# PubMed Processing + Quick Relevance Check

This notebook was created with the help of Cursor to review and process the data being fetched. It reads the fetched `.txt` records from `data/pubmed_fetch/`, normalizes them into a simple structure, and runs a lightweight relevance check to see if the search filter is producing useful articles.

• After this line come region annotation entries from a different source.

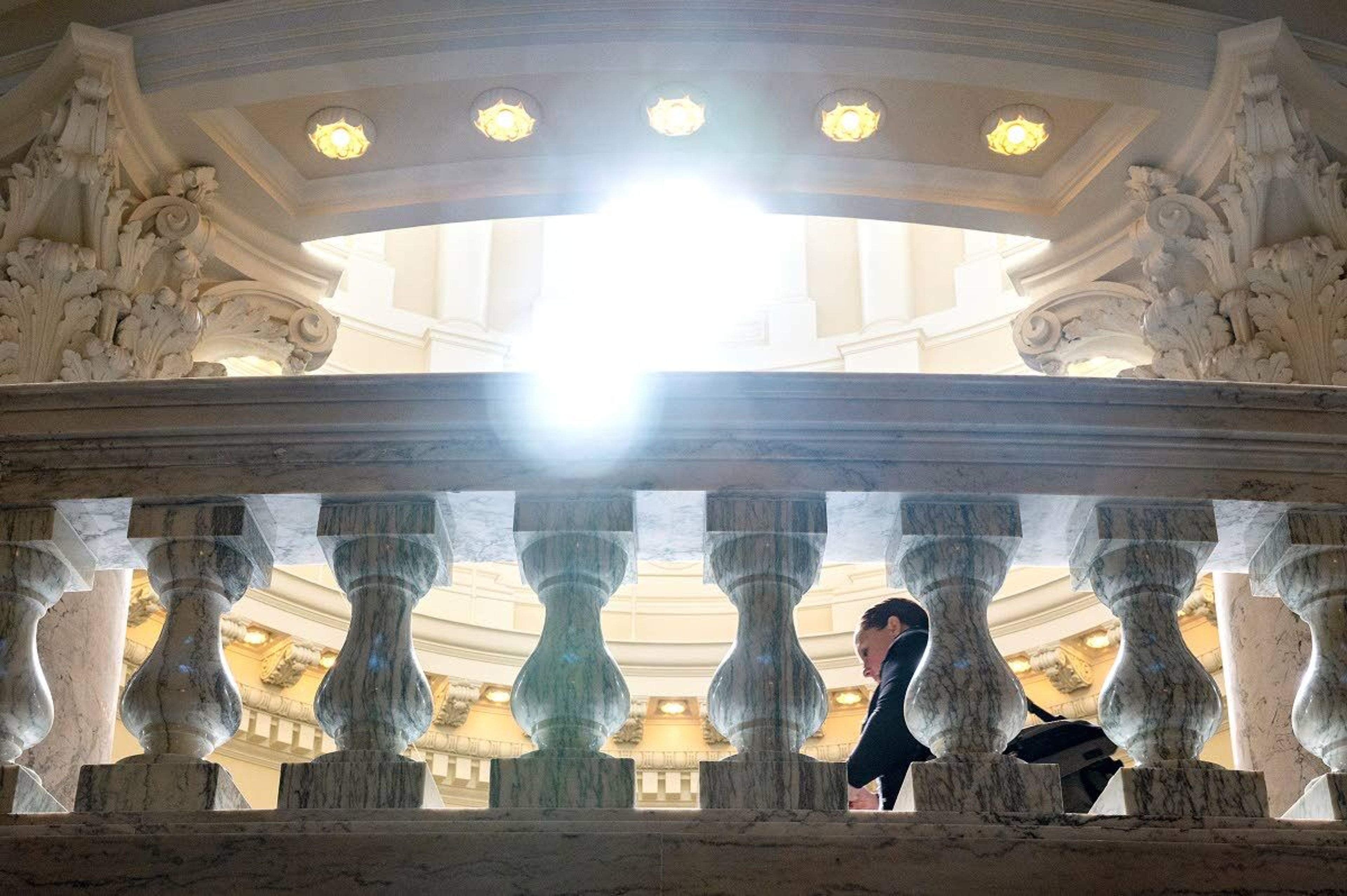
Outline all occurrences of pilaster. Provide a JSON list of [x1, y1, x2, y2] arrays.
[[888, 501, 1061, 815]]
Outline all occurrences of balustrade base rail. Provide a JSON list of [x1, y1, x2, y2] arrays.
[[0, 810, 1347, 896]]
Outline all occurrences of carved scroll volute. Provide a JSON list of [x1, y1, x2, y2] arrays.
[[0, 61, 337, 383]]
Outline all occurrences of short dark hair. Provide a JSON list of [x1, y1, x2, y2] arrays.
[[861, 597, 931, 629]]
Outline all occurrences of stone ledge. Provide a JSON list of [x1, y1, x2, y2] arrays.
[[0, 810, 1347, 896]]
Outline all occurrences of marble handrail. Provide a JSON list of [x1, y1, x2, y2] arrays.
[[0, 373, 1347, 571]]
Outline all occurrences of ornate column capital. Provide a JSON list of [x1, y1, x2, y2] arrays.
[[431, 678, 482, 728], [1013, 23, 1347, 385], [0, 26, 337, 383], [261, 640, 323, 687], [1029, 644, 1094, 694]]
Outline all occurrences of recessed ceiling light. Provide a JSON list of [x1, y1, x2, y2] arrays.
[[982, 104, 1052, 155], [645, 83, 706, 138], [813, 89, 884, 143], [473, 88, 542, 143], [304, 106, 375, 160], [832, 689, 865, 706]]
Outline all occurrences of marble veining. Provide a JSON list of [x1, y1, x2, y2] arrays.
[[0, 508, 93, 811], [314, 501, 453, 756], [889, 501, 1026, 758], [699, 493, 846, 808], [279, 500, 453, 808], [1212, 568, 1328, 815], [11, 808, 1347, 896], [75, 756, 248, 813], [893, 756, 1061, 815], [276, 749, 443, 811], [121, 501, 271, 763], [1090, 765, 1267, 818], [490, 493, 636, 807]]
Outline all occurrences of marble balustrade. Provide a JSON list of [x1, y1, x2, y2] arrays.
[[0, 375, 1347, 818]]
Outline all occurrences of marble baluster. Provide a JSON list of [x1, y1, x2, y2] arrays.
[[1211, 573, 1328, 815], [490, 493, 636, 808], [1071, 503, 1267, 818], [277, 500, 454, 808], [75, 500, 272, 813], [1249, 508, 1347, 821], [0, 507, 94, 814], [699, 495, 846, 810], [888, 501, 1061, 815], [19, 569, 131, 806]]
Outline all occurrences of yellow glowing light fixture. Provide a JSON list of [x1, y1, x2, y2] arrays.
[[473, 88, 542, 143], [645, 83, 706, 138], [813, 89, 885, 143], [832, 690, 865, 706], [1086, 629, 1110, 651], [304, 106, 375, 160], [982, 104, 1052, 155]]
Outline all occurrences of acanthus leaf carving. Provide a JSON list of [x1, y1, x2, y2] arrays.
[[0, 67, 337, 383]]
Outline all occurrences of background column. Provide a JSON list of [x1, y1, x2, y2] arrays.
[[1212, 573, 1328, 816], [19, 570, 130, 806]]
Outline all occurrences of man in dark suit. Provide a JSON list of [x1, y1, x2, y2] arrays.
[[846, 597, 931, 808]]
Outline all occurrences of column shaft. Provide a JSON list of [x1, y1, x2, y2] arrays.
[[0, 507, 94, 814]]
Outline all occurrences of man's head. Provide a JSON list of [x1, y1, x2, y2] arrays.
[[855, 597, 928, 682]]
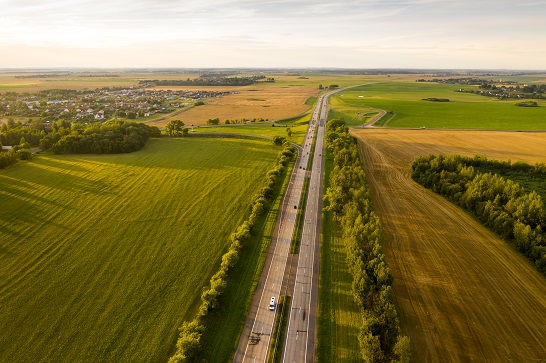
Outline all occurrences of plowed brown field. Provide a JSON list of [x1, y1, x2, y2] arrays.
[[150, 84, 318, 127], [353, 130, 546, 362]]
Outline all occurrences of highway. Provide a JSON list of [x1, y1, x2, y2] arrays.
[[233, 91, 320, 363], [283, 94, 329, 363], [233, 86, 350, 363]]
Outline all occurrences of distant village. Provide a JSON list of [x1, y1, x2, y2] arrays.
[[0, 87, 236, 122]]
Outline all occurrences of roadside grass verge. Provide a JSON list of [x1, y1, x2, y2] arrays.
[[267, 295, 291, 363], [316, 150, 362, 363], [197, 158, 294, 362]]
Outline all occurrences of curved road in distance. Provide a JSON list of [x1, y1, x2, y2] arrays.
[[233, 85, 360, 363]]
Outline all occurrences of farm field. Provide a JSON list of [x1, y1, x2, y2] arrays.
[[190, 123, 307, 144], [0, 138, 280, 362], [353, 129, 546, 362], [330, 77, 546, 130], [0, 71, 378, 128]]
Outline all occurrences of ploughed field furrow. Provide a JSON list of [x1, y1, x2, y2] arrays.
[[355, 130, 546, 362]]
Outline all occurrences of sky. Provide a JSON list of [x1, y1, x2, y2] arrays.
[[0, 0, 546, 70]]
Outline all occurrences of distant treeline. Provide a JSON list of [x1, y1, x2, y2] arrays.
[[0, 119, 160, 159], [412, 155, 546, 275], [139, 76, 275, 87], [51, 121, 159, 154], [15, 73, 69, 79], [169, 143, 296, 363], [0, 138, 32, 169], [324, 120, 410, 363], [422, 97, 449, 102]]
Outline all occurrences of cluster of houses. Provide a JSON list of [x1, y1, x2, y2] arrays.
[[0, 88, 236, 121]]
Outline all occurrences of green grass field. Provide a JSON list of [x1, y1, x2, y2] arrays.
[[316, 151, 362, 363], [0, 138, 279, 362], [190, 123, 307, 144], [330, 81, 546, 130]]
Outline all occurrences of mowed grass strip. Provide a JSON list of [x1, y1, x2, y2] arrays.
[[316, 150, 362, 363], [0, 139, 280, 362], [200, 158, 294, 362], [330, 80, 546, 130]]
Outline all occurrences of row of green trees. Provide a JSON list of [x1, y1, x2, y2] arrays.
[[412, 155, 546, 274], [169, 143, 296, 363], [0, 120, 160, 154], [0, 138, 32, 169], [51, 120, 159, 154], [324, 120, 410, 363]]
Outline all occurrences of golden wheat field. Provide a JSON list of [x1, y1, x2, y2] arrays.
[[353, 129, 546, 362], [150, 84, 319, 128]]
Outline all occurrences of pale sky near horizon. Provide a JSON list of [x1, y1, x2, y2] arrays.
[[0, 0, 546, 70]]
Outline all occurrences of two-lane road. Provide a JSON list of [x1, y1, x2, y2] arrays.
[[233, 94, 319, 362]]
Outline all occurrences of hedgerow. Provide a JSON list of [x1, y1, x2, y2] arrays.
[[324, 120, 410, 363], [412, 155, 546, 275]]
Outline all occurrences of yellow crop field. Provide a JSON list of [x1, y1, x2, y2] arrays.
[[150, 84, 319, 127], [353, 129, 546, 362]]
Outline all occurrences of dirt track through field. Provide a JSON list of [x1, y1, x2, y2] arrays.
[[353, 130, 546, 362]]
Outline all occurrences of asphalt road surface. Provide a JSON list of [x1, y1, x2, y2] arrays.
[[233, 94, 320, 362], [233, 88, 354, 363], [283, 95, 328, 363]]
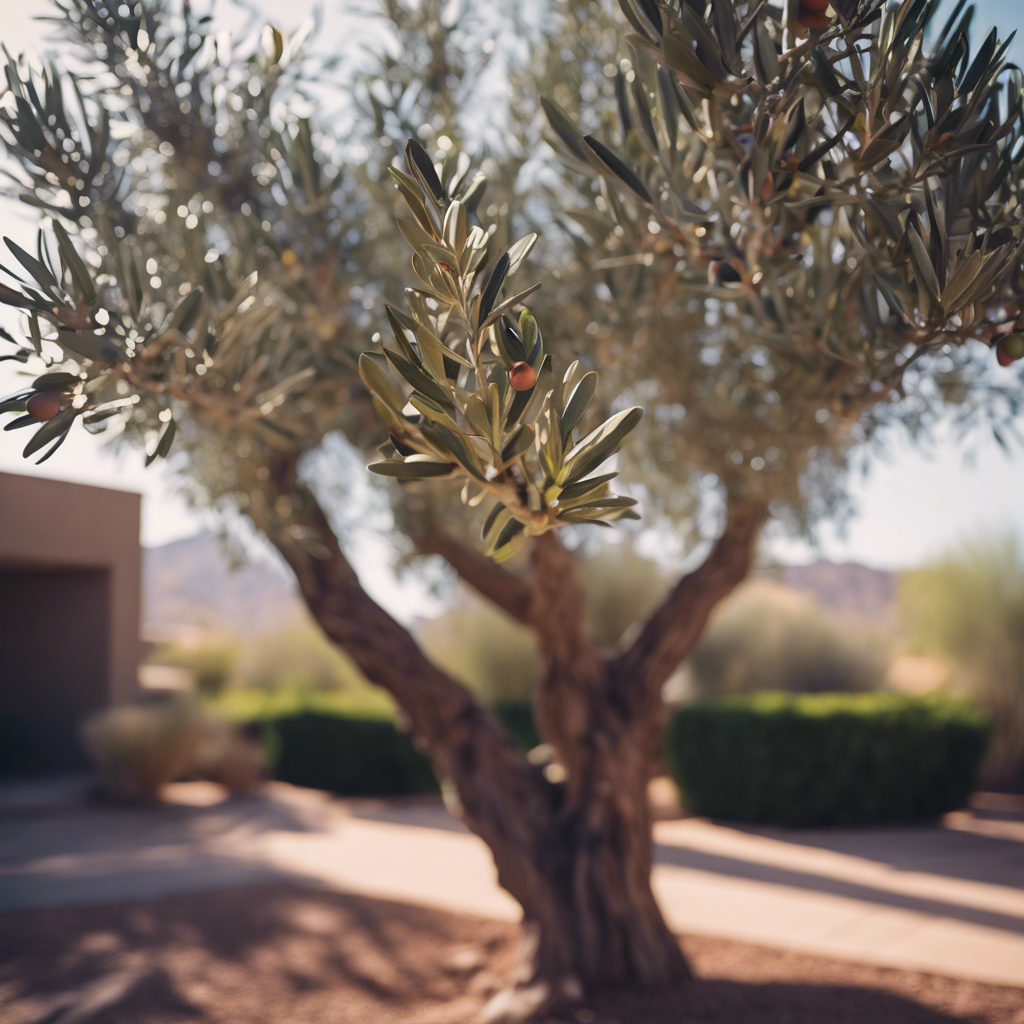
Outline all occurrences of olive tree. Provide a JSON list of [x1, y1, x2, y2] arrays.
[[0, 0, 1024, 1014]]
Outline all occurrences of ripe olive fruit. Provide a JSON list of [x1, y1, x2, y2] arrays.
[[26, 391, 62, 422], [509, 362, 537, 391]]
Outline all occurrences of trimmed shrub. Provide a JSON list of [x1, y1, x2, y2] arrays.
[[665, 692, 989, 826], [262, 712, 438, 797]]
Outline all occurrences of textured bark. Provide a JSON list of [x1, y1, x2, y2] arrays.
[[615, 495, 768, 716], [251, 459, 763, 1020], [416, 524, 534, 624]]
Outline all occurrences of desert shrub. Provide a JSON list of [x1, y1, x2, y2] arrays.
[[687, 580, 888, 696], [262, 712, 437, 797], [186, 717, 267, 794], [146, 636, 242, 694], [581, 541, 672, 649], [417, 590, 541, 703], [82, 697, 206, 800], [665, 693, 989, 825], [231, 620, 371, 692], [417, 543, 669, 708], [898, 534, 1024, 791]]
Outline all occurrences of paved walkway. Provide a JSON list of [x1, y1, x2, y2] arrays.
[[0, 783, 1024, 987]]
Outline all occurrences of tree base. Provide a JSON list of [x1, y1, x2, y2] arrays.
[[480, 978, 584, 1024]]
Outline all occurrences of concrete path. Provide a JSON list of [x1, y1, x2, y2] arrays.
[[0, 783, 1024, 987]]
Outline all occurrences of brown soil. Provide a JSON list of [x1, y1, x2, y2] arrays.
[[0, 884, 1024, 1024]]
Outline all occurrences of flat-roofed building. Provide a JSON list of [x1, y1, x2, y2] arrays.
[[0, 473, 141, 774]]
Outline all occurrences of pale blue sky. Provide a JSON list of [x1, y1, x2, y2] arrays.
[[0, 0, 1024, 581]]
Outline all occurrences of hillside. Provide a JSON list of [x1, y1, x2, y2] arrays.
[[758, 558, 898, 623], [143, 534, 896, 636], [142, 534, 304, 636]]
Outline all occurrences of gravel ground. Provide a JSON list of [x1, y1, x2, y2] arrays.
[[0, 883, 1024, 1024]]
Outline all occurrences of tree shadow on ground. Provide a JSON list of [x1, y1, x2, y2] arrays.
[[0, 883, 1024, 1024], [654, 840, 1024, 935], [585, 980, 991, 1024], [721, 794, 1024, 888]]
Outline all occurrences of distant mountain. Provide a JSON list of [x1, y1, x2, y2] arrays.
[[142, 534, 896, 636], [758, 558, 898, 622], [142, 534, 304, 637]]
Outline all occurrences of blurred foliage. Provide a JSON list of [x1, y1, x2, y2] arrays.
[[147, 620, 390, 709], [82, 696, 206, 800], [687, 580, 890, 697], [416, 589, 541, 703], [145, 636, 243, 695], [259, 711, 437, 797], [416, 542, 671, 705], [899, 534, 1024, 791], [230, 621, 372, 694], [82, 694, 266, 801], [665, 692, 989, 826], [205, 686, 397, 724]]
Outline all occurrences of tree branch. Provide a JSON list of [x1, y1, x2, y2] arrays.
[[414, 523, 534, 626], [612, 495, 768, 702], [529, 530, 599, 672], [248, 453, 561, 917]]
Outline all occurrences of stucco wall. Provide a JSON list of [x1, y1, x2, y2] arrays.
[[0, 473, 141, 770]]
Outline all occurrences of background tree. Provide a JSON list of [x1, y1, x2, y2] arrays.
[[0, 0, 1024, 1012]]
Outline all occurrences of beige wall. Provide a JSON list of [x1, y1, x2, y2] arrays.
[[0, 473, 141, 769]]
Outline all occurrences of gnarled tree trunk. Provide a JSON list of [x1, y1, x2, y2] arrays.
[[253, 460, 764, 1020]]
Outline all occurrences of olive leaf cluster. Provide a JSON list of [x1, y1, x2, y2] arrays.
[[544, 0, 1024, 403], [0, 0, 380, 486], [359, 139, 643, 560]]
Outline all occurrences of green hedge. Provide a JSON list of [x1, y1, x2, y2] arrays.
[[665, 692, 989, 825], [260, 712, 438, 797]]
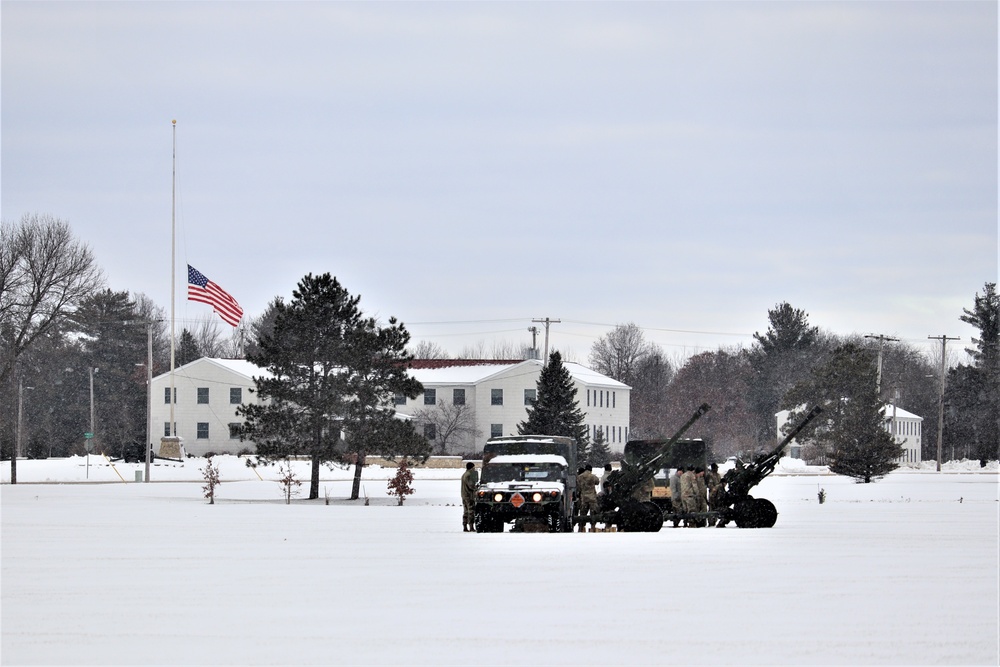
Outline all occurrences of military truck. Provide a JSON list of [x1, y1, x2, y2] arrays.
[[474, 435, 577, 533]]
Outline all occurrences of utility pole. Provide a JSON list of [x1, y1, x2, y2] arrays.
[[927, 334, 961, 472], [10, 376, 24, 484], [143, 320, 153, 482], [531, 317, 562, 367], [865, 334, 899, 397]]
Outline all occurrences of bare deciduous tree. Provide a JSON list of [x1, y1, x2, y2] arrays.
[[413, 400, 482, 454], [410, 340, 448, 359], [0, 214, 104, 382], [590, 322, 654, 385]]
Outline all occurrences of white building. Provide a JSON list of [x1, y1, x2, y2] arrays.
[[151, 357, 269, 456], [152, 357, 631, 456], [396, 359, 632, 454], [775, 405, 924, 465]]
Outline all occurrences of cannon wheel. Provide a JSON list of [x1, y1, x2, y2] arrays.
[[733, 496, 778, 528]]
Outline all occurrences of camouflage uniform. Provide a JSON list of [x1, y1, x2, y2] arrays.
[[705, 463, 722, 510], [694, 470, 708, 512], [632, 478, 656, 503], [681, 470, 698, 514], [462, 467, 479, 532], [670, 468, 684, 528], [576, 469, 601, 528]]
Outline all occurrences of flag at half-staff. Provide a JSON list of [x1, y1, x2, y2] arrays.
[[188, 264, 243, 327]]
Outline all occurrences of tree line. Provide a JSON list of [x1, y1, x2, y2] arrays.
[[0, 215, 1000, 485], [590, 292, 1000, 470]]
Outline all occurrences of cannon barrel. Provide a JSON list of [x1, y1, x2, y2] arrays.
[[604, 403, 711, 508], [723, 405, 823, 504]]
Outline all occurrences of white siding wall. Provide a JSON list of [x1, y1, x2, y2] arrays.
[[152, 359, 256, 456], [576, 382, 631, 452], [396, 364, 631, 454], [886, 418, 923, 466]]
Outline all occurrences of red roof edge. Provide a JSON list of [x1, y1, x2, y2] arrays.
[[410, 359, 524, 368]]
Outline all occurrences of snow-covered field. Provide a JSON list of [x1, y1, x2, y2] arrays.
[[0, 456, 1000, 667]]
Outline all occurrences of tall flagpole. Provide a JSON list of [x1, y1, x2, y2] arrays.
[[167, 120, 177, 436]]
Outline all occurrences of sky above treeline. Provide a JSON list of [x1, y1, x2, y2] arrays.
[[0, 1, 998, 362]]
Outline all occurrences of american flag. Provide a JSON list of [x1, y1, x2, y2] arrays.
[[188, 264, 243, 327]]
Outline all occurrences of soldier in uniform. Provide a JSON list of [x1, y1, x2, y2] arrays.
[[681, 466, 698, 526], [705, 463, 722, 510], [576, 464, 601, 531], [462, 461, 479, 533], [601, 463, 611, 493], [670, 468, 684, 528], [694, 466, 708, 527]]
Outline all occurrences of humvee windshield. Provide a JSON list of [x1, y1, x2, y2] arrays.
[[481, 463, 566, 483]]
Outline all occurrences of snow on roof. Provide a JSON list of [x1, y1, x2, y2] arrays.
[[774, 405, 924, 421], [882, 405, 924, 421]]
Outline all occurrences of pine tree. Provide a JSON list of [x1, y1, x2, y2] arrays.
[[748, 301, 821, 448], [945, 283, 1000, 466], [237, 273, 423, 500], [785, 343, 902, 483], [386, 456, 413, 505], [517, 351, 589, 461]]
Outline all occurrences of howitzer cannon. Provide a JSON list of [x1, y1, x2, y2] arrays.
[[588, 403, 710, 532], [717, 405, 823, 528]]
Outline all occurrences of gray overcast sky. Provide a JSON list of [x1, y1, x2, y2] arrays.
[[0, 1, 998, 361]]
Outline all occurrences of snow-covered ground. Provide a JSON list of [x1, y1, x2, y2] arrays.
[[0, 456, 1000, 666]]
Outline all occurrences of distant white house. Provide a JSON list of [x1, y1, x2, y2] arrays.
[[396, 359, 632, 454], [775, 405, 924, 466], [151, 357, 269, 456], [152, 357, 631, 456]]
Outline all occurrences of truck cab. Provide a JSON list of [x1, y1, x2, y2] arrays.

It is intentionally simple and fast to run locally before investing time in chunking/embedding.

In [None]:
import glob
import os
import re

try:
    from dotenv import load_dotenv

    load_dotenv()
except Exception:
    pass

FETCH_DIR = "data/pubmed_fetch"
paths = sorted(glob.glob(os.path.join(FETCH_DIR, "*.txt")))

if not paths:
    raise FileNotFoundError(
        f"No records found in {FETCH_DIR}. Run the search notebook first."
    )


def parse_record(text):
    record = {
        "pmid": None,
        "title": "",
        "authors": "",
        "journal": "",
        "date": "",
        "abstract": "",
    }
    abstract_lines = []
    in_abstract = False

    for line in text.splitlines():
        if line.startswith("PMID: "):
            record["pmid"] = line.replace("PMID: ", "").strip()
            continue
        if line.startswith("Title: "):
            record["title"] = line.replace("Title: ", "").strip()
            continue
        if line.startswith("Authors: "):
            record["authors"] = line.replace("Authors: ", "").strip()
            continue
        if line.startswith("Journal: "):
            record["journal"] = line.replace("Journal: ", "").strip()
            continue
        if line.startswith("Date: "):
            record["date"] = line.replace("Date: ", "").strip()
            continue
        if line.startswith("Abstract:"):
            in_abstract = True
            abstract_lines.append(line.replace("Abstract:", "").lstrip())
            continue
        if in_abstract:
            abstract_lines.append(line)

    record["abstract"] = "\n".join([line for line in abstract_lines if line]).strip()
    return record


records = []
for path in paths:
    with open(path, "r", encoding="utf-8") as handle:
        records.append(parse_record(handle.read()))

len(records)

In [None]:
from collections import Counter


def normalize(text):
    return re.sub(r"\s+", " ", text or "").strip().lower()


signal_terms = [
    "caregiver",
    "caregiving",
    "decision support",
    "clinical decision support",
    "cdss",
    "dementia",
    "alzheimer",
    "mild cognitive impairment",
]


def has_signal(rec):
    haystack = normalize(f"{rec.get('title', '')} {rec.get('abstract', '')}")
    return any(term in haystack for term in signal_terms)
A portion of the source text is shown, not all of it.